Rücktritte im Stakkato setzen Johnson unter Druck

Boris Johnson gestikuliert während einer Rede im Parlament.
Der fünfte Rücktritt innerhalb weniger Stunden. "Partygate" setzt dem Premier immer mehr zu. Der aber will 2024 wieder kandidieren.

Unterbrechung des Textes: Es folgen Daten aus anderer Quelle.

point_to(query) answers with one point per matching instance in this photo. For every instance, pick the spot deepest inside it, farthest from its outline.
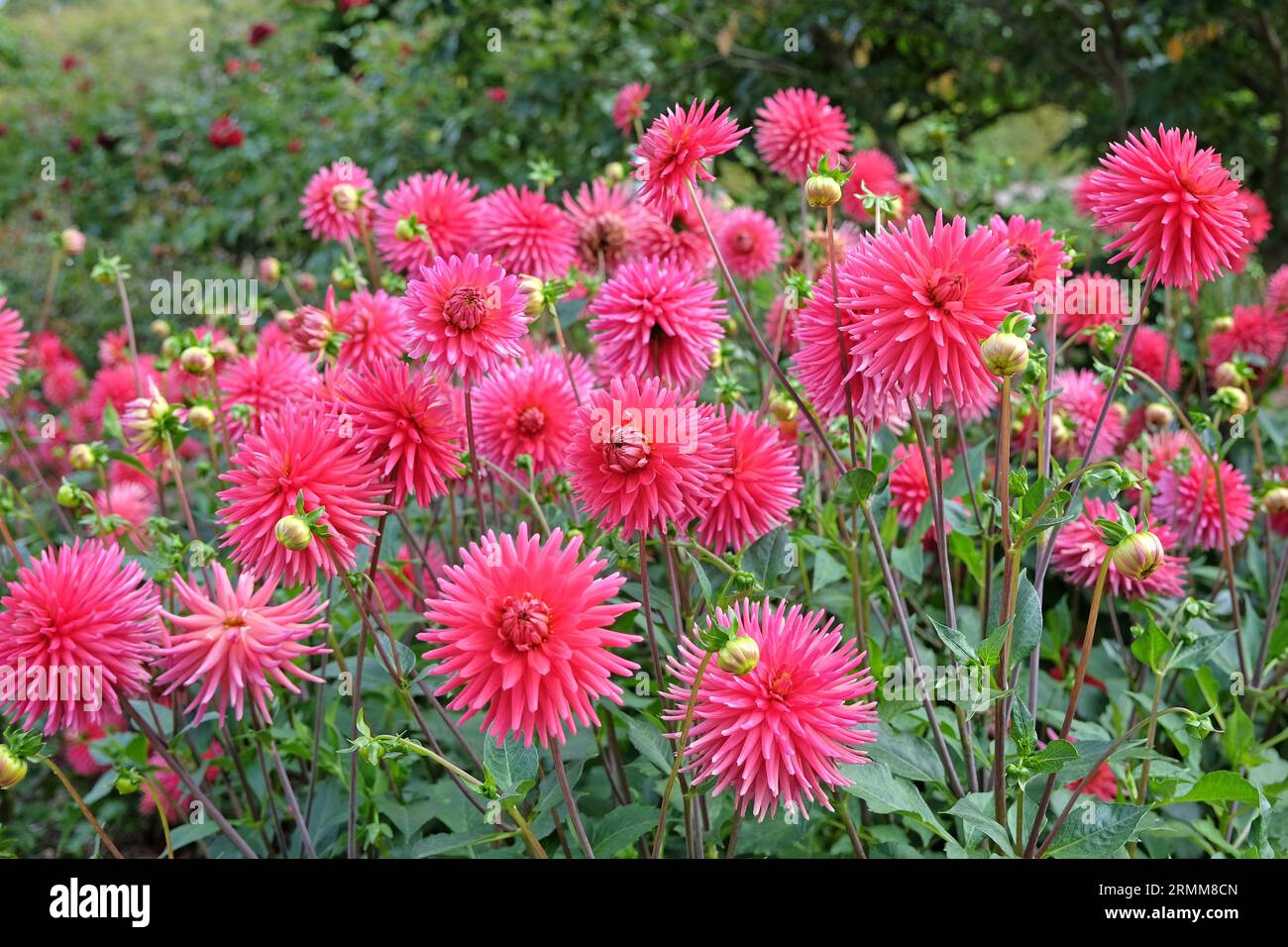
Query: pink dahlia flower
(528, 407)
(657, 318)
(1080, 553)
(80, 615)
(372, 324)
(780, 733)
(925, 300)
(1181, 210)
(439, 202)
(12, 348)
(236, 643)
(407, 427)
(755, 491)
(305, 449)
(795, 128)
(1189, 501)
(629, 106)
(750, 243)
(338, 202)
(674, 153)
(527, 634)
(606, 221)
(465, 315)
(526, 234)
(643, 457)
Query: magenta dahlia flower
(465, 315)
(235, 643)
(526, 234)
(78, 630)
(780, 733)
(528, 407)
(1188, 500)
(755, 491)
(643, 457)
(338, 202)
(441, 204)
(657, 318)
(1080, 552)
(674, 153)
(750, 243)
(925, 300)
(795, 128)
(1181, 210)
(404, 423)
(305, 449)
(527, 634)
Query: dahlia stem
(80, 804)
(760, 341)
(189, 784)
(660, 836)
(476, 468)
(570, 802)
(1080, 676)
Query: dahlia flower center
(465, 308)
(524, 621)
(532, 420)
(626, 450)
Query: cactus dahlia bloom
(674, 154)
(923, 302)
(657, 318)
(780, 733)
(1181, 213)
(85, 621)
(236, 643)
(758, 488)
(795, 128)
(1188, 500)
(1080, 552)
(304, 449)
(643, 457)
(338, 202)
(524, 635)
(439, 202)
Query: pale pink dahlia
(1188, 500)
(526, 234)
(1080, 552)
(643, 457)
(755, 491)
(81, 616)
(795, 128)
(372, 324)
(404, 423)
(925, 300)
(606, 219)
(467, 315)
(657, 318)
(303, 449)
(527, 635)
(338, 202)
(629, 106)
(1181, 210)
(12, 350)
(674, 154)
(528, 407)
(439, 202)
(236, 643)
(781, 732)
(750, 243)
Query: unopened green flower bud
(294, 534)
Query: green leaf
(1095, 830)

Es ist ein regelrechtes Rücktritts-Stakkato. Fünf enge Mitarbeiter haben  in den vergangenen Stunden Premierminister Boris Johnson den Rücken gekehrt. A,m Freitag vormittag traf die bisher letzte Hiobsbotschaft in Downing Street ein. Die Beraterin Elena Narozanski - zuständig für Frauenpolitik, Kulturpolitik und Extremismus - habe gekündigt, berichtete der gut vernetzte konservative Blog „Conservative Home“. Zuvor hatten sich bereits vier andere Vertraute aus der Downing Street verabschiedet, darunter Munira Mirza, eine langjährige und wichtige Wegbegleiterin.
Johnson-Anhänger in seiner Konservativen Partei und Regierungsmitglieder betonten, die Rücktritte zeigten, dass der Regierungschef den versprochenen Kulturwandel umsetze. „Nun übernimmt der Premierminister das Kommando“, sagte Energie-Staatssekretär Greg Hands dem Sender Sky News.

Johnson gibt trotz dieser neuen Rückschläge in Folge des "Partygate"-Skandals kämpferisch. Er strebe eine Wiederwahl bei der für 2024 geplanten Parlamentswahl an, wird Johnson in der britischen Sun zitiert.

"Ich habe noch viel vor", betonte Johnson. "Ich erledige meinen Job und ich werde dies tun, solange ich das Privileg und die Ehre habe, in dieser Position zu dienen." Der Premier sagte, er sei "sicher nicht" erledigt.

Johnson steht seit Wochen erheblich unter Druck. Er wird für mehrere Lockdown-Partys in der Downing Street verantwortlich gemacht, bei denen womöglich die Corona-Regeln gebrochen wurden. Zu insgesamt zwölf Veranstaltungen ermittelt nun die Polizei, bei mehreren davon war Johnson anwesend. Die Opposition sowie immer mehr Mitglieder seiner Konservativen Partei fordern deshalb Johnsons Rücktritt.

"Unangemessen"

Am Donnerstag wurde bekannt, dass vier enge Mitarbeiter von Johnson zurücktreten: Stabschef Dan Rosenfield und Johnsons privater Sekretär Martin Reynolds hätten ihre Kündigung eingereicht und diese sei auch akzeptiert worden sei.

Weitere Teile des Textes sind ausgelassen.